Najgłośniejszym zdarzeniem z trzynastej soboty protestów „Żółtych kamizelek” była utrata czterech palców przez jednego z protestujących, rannego w wyniku wybuchu granatu hukowego rzucanego przez policjantów. Po raz kolejny we francuskiej stolicy i w innych miastach doszło bowiem do zamieszek, przy czym mainstream’owe media starają się eksponować podziały pojawiające się coraz częściej wewnątrz spontanicznego ruchu.

Wspomniany uczestnik manifestacji został ranny we francuskiej stolicy, kiedy wraz z tłumem próbował sforsować policyjną blokadę ustawioną wokół Zgromadzenia Narodowego. Wpierw w mediach pojawiły się przy tym informacje, iż stracił on całą dłoń, a nawet rękę. Zdaniem świadków tego zdarzenia, przyczyną utraty palców przez demonstranta był wybuch policyjnego granatu obezwładniającego z kulkami gumowymi.

Francuska policja po raz kolejny użyła zresztą środków przymusu bezpośredniego, aby rozpędzić uczestników protestu w centrum Paryża, chociaż już wcześniej była ona oskarżana o stosowanie niebezpiecznych środków do osiągnięcia swoich celów. „Żółte kamizelki” miały przy tym po raz kolejny walczyć z funkcjonariuszami, używając do tego kostki brukowej oraz podpalonych koszy na śmieci.
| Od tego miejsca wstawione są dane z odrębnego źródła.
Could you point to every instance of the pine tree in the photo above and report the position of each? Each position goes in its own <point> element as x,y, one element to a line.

Czołowe francuskie media krytykujące oczywiście protesty, eksponowały tym razem kwestie podziałów wśród uczestników oddolnego ruchu protestu społecznego. Chodzi w tym kontekście głównie o start części „Żółtych kamizelek” w wyborach do Parlamentu Europejskiego, czy też o środki używane do powstrzymania szkodliwych reform prezydenta Emmanuela Macrona. Z tego powodu zwraca się uwagę na spadek liczby uczestników demonstracji.

Na podstawie: france24.com, lefigaro.fr.